Auf die Frage der Mutter, warum er die Musik aufgegeben habe, wird Duarte später, kurz vor ihrem frühen Tod, antworten: "Hass." Aber das war es nicht, die Antwort klingt wie einstudiert und wie eine Ausrede.
Dona Paula wurde mit sechzehn Jahren Waise. Ihr Vater war politisch aktiv, eines abends wurde er abgeholt, am Tag darauf erhielt ihre Mutter die Nachricht, ihr Mann sei überraschend verstorben, vermutlich an einem Hirnschlag.

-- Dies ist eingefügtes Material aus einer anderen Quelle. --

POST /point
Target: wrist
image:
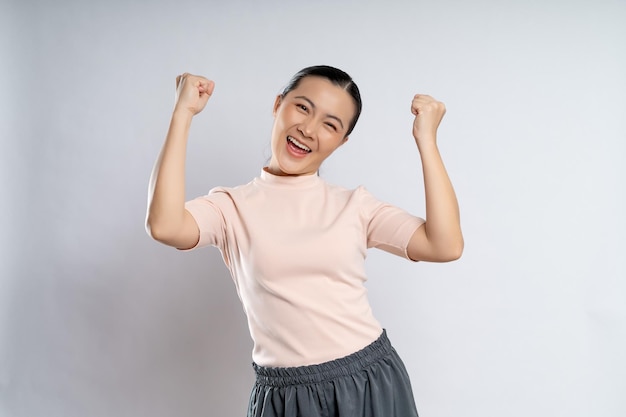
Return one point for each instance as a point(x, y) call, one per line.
point(182, 116)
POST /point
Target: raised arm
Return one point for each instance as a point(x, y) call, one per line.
point(440, 238)
point(167, 221)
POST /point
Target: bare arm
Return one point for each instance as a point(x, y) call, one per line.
point(167, 221)
point(440, 239)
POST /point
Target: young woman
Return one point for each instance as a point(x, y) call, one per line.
point(295, 246)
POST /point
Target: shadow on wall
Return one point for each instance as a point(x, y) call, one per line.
point(140, 329)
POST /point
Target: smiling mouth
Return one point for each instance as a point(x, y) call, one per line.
point(300, 146)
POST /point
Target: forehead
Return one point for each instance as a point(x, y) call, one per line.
point(326, 96)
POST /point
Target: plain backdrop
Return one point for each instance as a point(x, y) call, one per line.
point(96, 319)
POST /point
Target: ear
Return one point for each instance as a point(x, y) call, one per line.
point(279, 99)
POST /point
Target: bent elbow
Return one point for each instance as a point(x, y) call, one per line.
point(456, 251)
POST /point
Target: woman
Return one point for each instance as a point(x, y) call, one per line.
point(295, 246)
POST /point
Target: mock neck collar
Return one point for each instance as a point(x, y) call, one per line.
point(289, 180)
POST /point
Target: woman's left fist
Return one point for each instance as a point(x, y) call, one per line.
point(428, 114)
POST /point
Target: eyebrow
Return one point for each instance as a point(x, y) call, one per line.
point(313, 107)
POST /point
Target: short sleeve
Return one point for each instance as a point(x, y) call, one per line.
point(208, 212)
point(389, 228)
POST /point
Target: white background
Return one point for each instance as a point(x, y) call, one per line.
point(96, 319)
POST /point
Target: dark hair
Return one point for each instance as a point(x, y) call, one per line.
point(335, 76)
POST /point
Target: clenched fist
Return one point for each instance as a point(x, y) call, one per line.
point(192, 93)
point(428, 114)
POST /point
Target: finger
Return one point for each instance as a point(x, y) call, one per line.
point(207, 87)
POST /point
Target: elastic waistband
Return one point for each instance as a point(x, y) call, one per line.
point(348, 365)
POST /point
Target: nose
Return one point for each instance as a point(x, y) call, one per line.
point(307, 127)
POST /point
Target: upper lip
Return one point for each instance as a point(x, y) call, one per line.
point(300, 141)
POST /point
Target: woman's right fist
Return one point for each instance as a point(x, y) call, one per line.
point(192, 93)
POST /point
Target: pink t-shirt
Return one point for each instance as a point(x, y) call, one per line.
point(295, 247)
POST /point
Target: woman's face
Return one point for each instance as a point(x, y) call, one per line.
point(310, 122)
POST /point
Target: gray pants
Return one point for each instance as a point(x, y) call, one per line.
point(372, 382)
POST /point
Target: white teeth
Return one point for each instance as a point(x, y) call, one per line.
point(298, 144)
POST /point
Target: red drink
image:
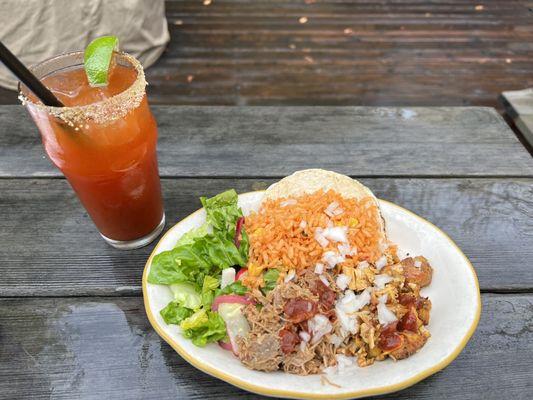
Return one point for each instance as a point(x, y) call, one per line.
point(104, 142)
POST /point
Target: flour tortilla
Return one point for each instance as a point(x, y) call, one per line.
point(311, 180)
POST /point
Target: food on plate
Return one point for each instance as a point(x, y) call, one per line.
point(303, 284)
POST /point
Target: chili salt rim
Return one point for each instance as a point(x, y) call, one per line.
point(104, 111)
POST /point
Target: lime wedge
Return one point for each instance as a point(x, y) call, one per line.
point(97, 59)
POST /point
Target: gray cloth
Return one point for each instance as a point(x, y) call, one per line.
point(35, 30)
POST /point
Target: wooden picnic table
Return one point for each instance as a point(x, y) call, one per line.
point(72, 321)
point(342, 52)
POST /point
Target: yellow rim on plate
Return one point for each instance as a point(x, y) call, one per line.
point(291, 394)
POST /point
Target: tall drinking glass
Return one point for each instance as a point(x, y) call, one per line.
point(104, 142)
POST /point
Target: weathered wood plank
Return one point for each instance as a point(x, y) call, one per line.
point(275, 141)
point(51, 248)
point(96, 348)
point(409, 53)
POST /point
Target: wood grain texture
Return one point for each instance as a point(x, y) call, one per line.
point(51, 248)
point(104, 348)
point(275, 141)
point(408, 53)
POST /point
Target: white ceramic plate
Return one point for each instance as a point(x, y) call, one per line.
point(454, 293)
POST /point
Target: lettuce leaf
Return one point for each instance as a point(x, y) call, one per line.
point(222, 211)
point(204, 327)
point(173, 313)
point(206, 255)
point(186, 295)
point(235, 288)
point(270, 278)
point(208, 290)
point(188, 237)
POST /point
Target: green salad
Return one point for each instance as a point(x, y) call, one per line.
point(194, 268)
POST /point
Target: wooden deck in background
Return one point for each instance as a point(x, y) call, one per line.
point(72, 321)
point(361, 52)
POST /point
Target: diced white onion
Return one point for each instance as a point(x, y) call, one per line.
point(351, 302)
point(335, 340)
point(343, 281)
point(343, 361)
point(381, 262)
point(288, 202)
point(347, 306)
point(330, 208)
point(319, 268)
point(338, 211)
point(385, 316)
point(348, 322)
point(346, 250)
point(304, 336)
point(381, 280)
point(331, 258)
point(336, 234)
point(319, 237)
point(290, 276)
point(362, 265)
point(228, 277)
point(319, 326)
point(330, 370)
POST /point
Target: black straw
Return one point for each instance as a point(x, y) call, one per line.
point(26, 77)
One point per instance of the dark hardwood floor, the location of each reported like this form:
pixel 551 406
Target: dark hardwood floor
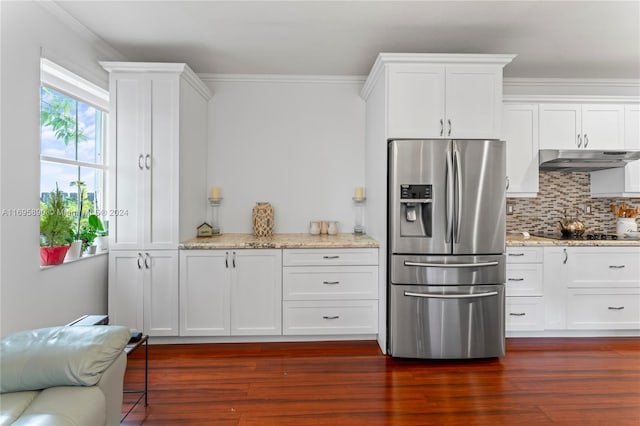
pixel 540 381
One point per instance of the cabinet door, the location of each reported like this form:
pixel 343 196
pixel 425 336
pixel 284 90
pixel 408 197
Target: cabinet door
pixel 560 126
pixel 161 164
pixel 416 99
pixel 473 104
pixel 256 292
pixel 161 293
pixel 602 126
pixel 126 159
pixel 520 131
pixel 126 276
pixel 632 141
pixel 204 293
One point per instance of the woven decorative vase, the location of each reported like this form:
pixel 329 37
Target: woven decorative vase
pixel 262 220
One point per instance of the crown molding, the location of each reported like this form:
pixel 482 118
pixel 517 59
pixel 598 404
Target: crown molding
pixel 280 78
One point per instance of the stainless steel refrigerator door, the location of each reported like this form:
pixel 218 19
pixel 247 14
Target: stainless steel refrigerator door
pixel 420 162
pixel 447 270
pixel 479 196
pixel 440 322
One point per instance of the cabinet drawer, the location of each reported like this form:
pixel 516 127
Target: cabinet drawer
pixel 595 267
pixel 330 282
pixel 330 257
pixel 603 308
pixel 524 313
pixel 330 317
pixel 524 279
pixel 524 255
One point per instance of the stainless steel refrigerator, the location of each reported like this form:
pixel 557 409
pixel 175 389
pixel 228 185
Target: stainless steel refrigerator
pixel 446 248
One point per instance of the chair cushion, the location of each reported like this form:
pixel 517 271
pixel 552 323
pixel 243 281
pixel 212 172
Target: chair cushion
pixel 13 404
pixel 59 356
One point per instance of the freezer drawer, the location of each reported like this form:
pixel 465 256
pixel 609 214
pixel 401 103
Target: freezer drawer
pixel 447 322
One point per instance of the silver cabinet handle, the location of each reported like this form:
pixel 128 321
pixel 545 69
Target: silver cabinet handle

Ihre Mutter kam bei einem Unfall ums Leben: sie wurde von einer Straßenbahn überfahren.
Das Wort "Waise" löst viele Gefühle und Gedanken in Duarte aus, es ist das Schlimmste, was er sich vorstellen kann.
Als Halbwaise wird er zum Vertrauten des Vaters. Nicht in der Form, dass sie so etwas wie Freunde geworden wären. Aber er leistet ihm einen letzten Dienst: er bringt ihm den Revolver des Großvaters, mit diesem setzt der Vater seinem Leben kurz nach dem Tod seiner Frau ein Ende.
Der Vater, Antonio Mendes, war schwer traumatisiert aus dem Kolonialkrieg, den Portugal in Angola führte, zurückgekehrt. Und nie wieder auf die Beine gekommen.
So zieht sich die Geschichte des Landes durch die Geschichte der Familie Mendes, der Leser lernt sie Stück für Stück kennen.
Ein Freund des Großvaters, Policarpo, verbindet das kleine, ziemlich isolierte Land am Rande Europas mit der Welt.
Policarpo verlässt Porugal als junger Mann und reist um die Welt. Er lernt viele Hauptstädte kennen, viele Menschen und lässt sich schließlich in Buenos Aires nieder.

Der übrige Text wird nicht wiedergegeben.